Nick Bayard Leads Race and Equity Workshops at UW Tacoma

Updated February 2021

The UW Tacoma Professional Development Center offers DEI workshops that are geared towards the development of local nonprofits and public sector organizations. Check out our upcoming workshops. 

Students will spend a day exploring the drivers of institutional racism in the nonprofit space, as well as learning tools to advance equity and enact positive societal change through their organizations’ work. 

Leading the workshop is Nick Bayard, Assistant Chief Equity Officer at the City of Tacoma. For Bayard, this is deeply personal work. Not only is he deeply active in the local nonprofit community, but as a member of a bi-racial family, Bayard remembers a watershed moment in uncovering some of his own blind spots regarding race and equity in our society. 

“The moment that hit me the hardest was when I realized that I would have to think differently about how I raised my kids—who are African American—than my parents had to think about raising me,” he said.

“When I was a kid, I had a BB gun, and I played with it around the neighborhood, popping off tin cans and stuff. I was just the ‘kid with the BB gun.’ But I came to realize that the world sees a black boy with a gun much differently than it sees a white boy with a gun,” said Bayard. “Shortly after that realization, I saw news that a 12-year-old African American boy named Tamir Rice was killed by police in Cleveland because he was playing around with a toy gun in a park. That incident haunts me to this day, and needless to say, neither of my sons will own guns—real or play—while they are under our roof.”

Bayard’s family background has prepared him for this work, and he knows the importance of being prepared. Talking about race and equity can be a charged, sensitive matter.

Why now, does Bayard think it’s time for a workshop like this?

“The vast majority of nonprofit leaders are white. The vast majority of people that nonprofits in Tacoma are serving are people of color. That right there is enough justification for the course,” he said. “We can’t undo institutional racism without white people. You need to be able to create common ground even if there is disagreement.”

“As a white person having formed a bi-racial family, that’s opened my eyes to a lot of blind spots I had,” he said. “It’s an experience that has helped me navigate the natural defensiveness a lot of white people feel around issues of race and equity.”

Nonprofit organizations regularly deal with people in need. Whether their work takes shape through advocacy, direct service or some other method, nonprofits all identify problems and strive to positively affect them. However, that work can often fail to consider how it plays out within an institutionally racist system. Sometimes, that blind spot can actually perpetuate racial inequity and the problems a nonprofit seeks to address in the first place.

It can be a problem fed in some part by a lack of shared definitions. Bayard defines working toward racial equity as, “setting our systems and institutions on a course where the opportunities and resources available to people are not just equal but take into consideration the fact that certain groups of people are born and raised with a head start.”

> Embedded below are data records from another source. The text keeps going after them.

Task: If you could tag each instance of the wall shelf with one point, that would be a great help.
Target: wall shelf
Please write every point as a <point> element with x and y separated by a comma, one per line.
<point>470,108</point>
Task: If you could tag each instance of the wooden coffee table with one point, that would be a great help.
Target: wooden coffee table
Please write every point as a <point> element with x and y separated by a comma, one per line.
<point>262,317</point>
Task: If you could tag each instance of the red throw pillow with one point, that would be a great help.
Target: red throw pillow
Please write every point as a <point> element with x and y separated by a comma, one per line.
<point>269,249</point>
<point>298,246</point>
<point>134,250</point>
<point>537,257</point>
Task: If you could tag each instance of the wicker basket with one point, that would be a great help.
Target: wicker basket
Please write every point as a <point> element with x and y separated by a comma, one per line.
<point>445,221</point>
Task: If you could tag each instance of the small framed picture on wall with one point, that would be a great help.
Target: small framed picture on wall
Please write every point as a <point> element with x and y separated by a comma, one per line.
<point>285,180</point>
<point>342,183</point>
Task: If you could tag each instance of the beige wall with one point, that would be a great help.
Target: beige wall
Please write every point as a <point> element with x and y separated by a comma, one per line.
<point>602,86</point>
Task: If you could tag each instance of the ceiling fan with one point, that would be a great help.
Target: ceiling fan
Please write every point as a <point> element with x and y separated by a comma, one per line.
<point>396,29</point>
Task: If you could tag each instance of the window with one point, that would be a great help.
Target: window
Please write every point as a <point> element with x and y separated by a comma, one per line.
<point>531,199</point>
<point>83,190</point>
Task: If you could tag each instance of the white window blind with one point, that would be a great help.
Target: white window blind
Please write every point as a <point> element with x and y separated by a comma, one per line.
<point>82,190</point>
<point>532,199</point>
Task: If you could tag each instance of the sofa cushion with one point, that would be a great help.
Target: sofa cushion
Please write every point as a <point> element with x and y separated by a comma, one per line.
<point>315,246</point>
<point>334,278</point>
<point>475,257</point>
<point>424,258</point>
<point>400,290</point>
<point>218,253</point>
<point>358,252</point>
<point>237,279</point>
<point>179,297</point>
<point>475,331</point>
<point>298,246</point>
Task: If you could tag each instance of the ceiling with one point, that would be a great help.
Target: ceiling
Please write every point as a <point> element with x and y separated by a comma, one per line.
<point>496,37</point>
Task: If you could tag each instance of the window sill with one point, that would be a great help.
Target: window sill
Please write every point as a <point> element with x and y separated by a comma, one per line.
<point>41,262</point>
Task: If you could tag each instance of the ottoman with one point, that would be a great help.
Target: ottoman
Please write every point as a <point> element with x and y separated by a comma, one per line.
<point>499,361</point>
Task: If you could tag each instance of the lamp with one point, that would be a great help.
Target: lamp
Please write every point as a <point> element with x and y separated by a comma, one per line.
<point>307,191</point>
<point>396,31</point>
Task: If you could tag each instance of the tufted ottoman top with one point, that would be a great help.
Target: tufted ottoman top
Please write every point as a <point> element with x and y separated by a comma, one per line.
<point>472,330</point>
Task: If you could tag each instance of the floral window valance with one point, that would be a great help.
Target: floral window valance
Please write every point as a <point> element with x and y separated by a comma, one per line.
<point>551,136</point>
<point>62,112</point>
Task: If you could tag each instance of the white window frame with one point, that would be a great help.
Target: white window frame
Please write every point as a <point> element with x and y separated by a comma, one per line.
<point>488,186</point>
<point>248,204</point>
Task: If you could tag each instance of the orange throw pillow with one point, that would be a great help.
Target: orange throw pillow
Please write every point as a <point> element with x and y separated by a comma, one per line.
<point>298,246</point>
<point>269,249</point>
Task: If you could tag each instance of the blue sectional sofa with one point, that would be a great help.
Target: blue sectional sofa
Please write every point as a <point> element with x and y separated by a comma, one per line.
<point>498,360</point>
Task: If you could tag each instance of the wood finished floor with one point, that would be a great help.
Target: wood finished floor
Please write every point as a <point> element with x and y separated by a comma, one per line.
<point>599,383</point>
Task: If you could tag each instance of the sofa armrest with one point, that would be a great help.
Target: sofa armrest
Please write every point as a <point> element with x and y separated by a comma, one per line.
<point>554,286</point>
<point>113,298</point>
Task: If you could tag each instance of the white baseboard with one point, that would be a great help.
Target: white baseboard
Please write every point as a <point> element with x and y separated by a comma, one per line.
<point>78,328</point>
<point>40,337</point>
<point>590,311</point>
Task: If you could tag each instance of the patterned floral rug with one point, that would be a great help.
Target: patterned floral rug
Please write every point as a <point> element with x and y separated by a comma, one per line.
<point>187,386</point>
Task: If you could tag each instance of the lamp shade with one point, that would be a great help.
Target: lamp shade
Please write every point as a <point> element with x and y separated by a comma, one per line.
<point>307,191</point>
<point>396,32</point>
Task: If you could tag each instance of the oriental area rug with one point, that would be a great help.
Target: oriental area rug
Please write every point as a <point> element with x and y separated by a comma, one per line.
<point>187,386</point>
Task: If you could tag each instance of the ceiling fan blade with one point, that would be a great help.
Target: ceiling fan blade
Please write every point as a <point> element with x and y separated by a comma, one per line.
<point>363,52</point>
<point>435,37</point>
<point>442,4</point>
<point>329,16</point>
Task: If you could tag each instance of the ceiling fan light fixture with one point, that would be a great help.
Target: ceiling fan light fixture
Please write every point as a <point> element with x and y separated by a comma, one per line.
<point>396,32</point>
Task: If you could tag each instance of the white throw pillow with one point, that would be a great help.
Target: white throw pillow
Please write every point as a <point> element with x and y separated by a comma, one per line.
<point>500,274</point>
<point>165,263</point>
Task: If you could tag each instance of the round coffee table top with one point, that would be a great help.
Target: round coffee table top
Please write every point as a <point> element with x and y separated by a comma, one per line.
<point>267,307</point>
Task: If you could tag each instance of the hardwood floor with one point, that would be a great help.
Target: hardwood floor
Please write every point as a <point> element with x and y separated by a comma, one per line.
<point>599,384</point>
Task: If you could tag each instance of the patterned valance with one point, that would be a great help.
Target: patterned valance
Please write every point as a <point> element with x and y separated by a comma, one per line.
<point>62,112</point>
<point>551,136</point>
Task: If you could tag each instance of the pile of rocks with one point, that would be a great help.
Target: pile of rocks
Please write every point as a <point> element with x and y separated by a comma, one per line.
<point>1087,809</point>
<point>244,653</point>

We should aim to develop “our schools, our government, our businesses so that they’re not just nondiscriminatory in an institutionally racist system, but so that they’re actually anti-racist,” said Bayard. “If you’re nondiscriminatory and the world is discriminatory, all you are doing is maintaining the status quo.”

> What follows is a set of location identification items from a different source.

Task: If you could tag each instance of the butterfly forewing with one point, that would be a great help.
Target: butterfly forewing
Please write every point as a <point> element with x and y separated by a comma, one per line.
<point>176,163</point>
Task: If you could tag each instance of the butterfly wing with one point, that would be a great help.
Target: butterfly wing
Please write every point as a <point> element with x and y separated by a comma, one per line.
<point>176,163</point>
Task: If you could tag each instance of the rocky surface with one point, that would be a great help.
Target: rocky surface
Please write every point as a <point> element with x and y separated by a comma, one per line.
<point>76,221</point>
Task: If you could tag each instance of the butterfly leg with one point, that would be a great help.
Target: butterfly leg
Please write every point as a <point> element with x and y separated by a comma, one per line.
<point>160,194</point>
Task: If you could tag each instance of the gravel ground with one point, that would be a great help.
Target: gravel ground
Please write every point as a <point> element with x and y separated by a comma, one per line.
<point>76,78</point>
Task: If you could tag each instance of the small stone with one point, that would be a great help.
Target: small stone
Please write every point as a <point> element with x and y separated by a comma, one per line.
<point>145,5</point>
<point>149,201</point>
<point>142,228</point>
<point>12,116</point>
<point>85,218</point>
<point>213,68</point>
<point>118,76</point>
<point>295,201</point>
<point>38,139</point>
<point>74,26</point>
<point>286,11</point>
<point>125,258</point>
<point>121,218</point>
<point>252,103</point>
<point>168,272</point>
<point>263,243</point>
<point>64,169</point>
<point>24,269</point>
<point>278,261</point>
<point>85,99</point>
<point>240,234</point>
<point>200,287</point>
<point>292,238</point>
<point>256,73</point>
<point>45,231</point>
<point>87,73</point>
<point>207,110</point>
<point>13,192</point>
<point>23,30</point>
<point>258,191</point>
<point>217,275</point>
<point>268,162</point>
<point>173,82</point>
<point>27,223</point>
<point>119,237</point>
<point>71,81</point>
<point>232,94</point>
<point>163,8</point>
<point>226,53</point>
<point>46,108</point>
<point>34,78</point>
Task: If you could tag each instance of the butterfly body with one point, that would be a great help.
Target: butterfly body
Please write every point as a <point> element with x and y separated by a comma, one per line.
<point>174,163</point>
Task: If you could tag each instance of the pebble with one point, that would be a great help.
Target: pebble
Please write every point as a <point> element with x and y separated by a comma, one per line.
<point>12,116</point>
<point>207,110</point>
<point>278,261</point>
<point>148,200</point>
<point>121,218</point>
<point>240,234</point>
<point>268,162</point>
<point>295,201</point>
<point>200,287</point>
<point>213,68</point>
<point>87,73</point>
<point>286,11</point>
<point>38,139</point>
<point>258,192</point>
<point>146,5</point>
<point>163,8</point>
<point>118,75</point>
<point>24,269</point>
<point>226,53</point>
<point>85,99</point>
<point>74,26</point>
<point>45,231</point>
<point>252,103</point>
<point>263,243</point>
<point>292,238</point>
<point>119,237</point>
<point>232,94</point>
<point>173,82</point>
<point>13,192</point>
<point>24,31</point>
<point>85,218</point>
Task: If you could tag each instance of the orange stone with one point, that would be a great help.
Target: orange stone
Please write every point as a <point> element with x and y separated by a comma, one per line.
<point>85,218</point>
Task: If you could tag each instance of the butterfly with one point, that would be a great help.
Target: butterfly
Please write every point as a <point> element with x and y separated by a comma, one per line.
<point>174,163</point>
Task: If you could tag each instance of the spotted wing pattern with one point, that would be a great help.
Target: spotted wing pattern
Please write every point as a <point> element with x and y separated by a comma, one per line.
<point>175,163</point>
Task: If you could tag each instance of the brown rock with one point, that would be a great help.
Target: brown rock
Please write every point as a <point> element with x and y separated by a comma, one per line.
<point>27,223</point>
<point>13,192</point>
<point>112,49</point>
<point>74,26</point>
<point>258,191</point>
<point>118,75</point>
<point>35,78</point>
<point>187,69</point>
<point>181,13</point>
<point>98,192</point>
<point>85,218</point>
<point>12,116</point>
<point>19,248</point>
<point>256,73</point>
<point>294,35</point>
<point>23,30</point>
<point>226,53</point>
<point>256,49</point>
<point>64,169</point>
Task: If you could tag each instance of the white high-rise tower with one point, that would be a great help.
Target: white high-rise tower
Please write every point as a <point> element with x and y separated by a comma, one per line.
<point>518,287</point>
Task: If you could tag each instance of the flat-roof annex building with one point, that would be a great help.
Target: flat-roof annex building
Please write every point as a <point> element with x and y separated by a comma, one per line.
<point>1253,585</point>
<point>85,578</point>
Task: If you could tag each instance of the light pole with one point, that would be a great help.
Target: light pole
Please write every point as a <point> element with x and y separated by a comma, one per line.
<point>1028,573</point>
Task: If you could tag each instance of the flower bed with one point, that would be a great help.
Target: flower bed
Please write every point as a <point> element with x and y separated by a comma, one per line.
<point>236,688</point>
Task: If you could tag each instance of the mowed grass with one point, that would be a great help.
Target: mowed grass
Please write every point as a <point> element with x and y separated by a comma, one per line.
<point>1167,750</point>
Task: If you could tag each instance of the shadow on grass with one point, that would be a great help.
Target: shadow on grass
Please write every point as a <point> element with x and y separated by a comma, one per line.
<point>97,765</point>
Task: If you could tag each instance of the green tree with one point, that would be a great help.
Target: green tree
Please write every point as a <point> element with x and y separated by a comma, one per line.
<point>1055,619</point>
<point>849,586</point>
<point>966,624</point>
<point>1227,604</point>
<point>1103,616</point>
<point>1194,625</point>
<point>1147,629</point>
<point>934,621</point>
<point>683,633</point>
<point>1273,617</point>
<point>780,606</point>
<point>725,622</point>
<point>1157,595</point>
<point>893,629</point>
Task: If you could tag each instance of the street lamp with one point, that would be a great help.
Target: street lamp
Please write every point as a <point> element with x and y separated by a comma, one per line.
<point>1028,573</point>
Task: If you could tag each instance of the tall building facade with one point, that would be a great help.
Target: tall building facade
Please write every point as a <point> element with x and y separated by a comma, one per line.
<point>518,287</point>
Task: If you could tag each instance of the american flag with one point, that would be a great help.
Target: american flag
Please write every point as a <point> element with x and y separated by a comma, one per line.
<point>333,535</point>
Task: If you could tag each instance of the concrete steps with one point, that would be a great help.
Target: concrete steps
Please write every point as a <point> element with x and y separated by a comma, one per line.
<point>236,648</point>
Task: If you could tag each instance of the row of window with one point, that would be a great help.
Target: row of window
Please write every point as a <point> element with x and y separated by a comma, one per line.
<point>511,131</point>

It is difficult work – and that is where this workshop comes in.

“It’s difficult to know how to move the needle on institutional racism,” said Bayard. “Do you do it implicitly or explicitly, overtly or covertly – those are fascinating questions because I think depending on the context, you can actually do more damage than good if you approach this work in the wrong way.”

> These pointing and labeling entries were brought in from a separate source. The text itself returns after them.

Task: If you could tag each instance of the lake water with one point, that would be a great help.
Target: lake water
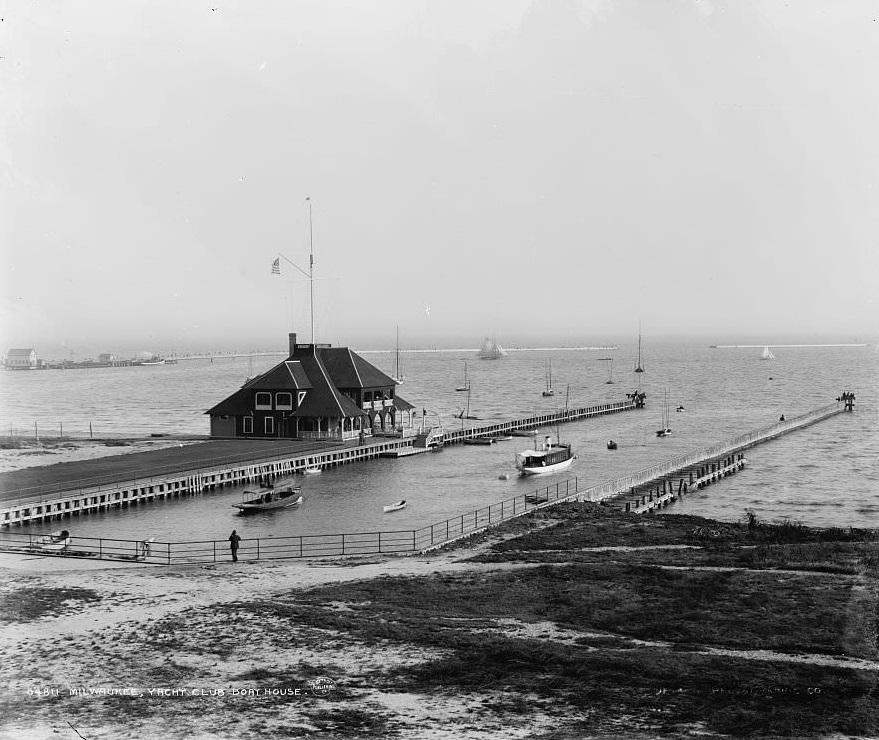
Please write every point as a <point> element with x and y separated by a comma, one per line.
<point>824,475</point>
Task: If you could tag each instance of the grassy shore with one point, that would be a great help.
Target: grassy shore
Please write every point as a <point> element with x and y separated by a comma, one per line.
<point>576,621</point>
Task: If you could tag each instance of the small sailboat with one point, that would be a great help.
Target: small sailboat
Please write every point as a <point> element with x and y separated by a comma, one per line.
<point>639,368</point>
<point>398,371</point>
<point>466,386</point>
<point>548,373</point>
<point>665,429</point>
<point>491,350</point>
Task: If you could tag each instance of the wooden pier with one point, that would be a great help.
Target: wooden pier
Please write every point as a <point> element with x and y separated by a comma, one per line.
<point>640,492</point>
<point>72,498</point>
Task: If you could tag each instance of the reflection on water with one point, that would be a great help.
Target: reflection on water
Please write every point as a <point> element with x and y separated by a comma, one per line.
<point>821,475</point>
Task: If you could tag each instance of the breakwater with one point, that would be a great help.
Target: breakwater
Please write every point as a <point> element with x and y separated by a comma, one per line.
<point>701,467</point>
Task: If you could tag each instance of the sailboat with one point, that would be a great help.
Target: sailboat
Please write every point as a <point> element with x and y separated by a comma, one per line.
<point>639,368</point>
<point>491,350</point>
<point>398,376</point>
<point>665,430</point>
<point>466,386</point>
<point>548,371</point>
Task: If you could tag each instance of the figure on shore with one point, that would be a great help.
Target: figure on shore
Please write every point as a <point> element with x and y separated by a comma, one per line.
<point>234,539</point>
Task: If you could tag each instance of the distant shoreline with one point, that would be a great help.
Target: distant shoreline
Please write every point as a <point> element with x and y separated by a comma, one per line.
<point>758,346</point>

Despite the complexity of the issue, Bayard said a one-day workshop is an apt environment to begin this work.

“It forces people to really decide what’s important and hone in on what they want to be doing,” said Bayard. “I’m hoping that most of the people who come to this course are entrepreneurial and have the drive to do something different in the world – and what I hope they take from it is not necessarily a clear roadmap for the next three years, but a sharper way of asking questions of themselves. We’re training people to have an investigative mindset about their own change-making ambitions.”

Of course, learning an investigative mindset can lead to a lot of questions. What if attendees leave asking more questions than before they came?

“That would be fantastic,” said Bayard. “The key is to never feel like you’ve arrived; it’s lifelong work for people and organizations.”

“I heard someone describe racism like dental hygiene. It’s not a root canal that you can dig out and be done – you’ve got to keep brushing your teeth every day,” he said.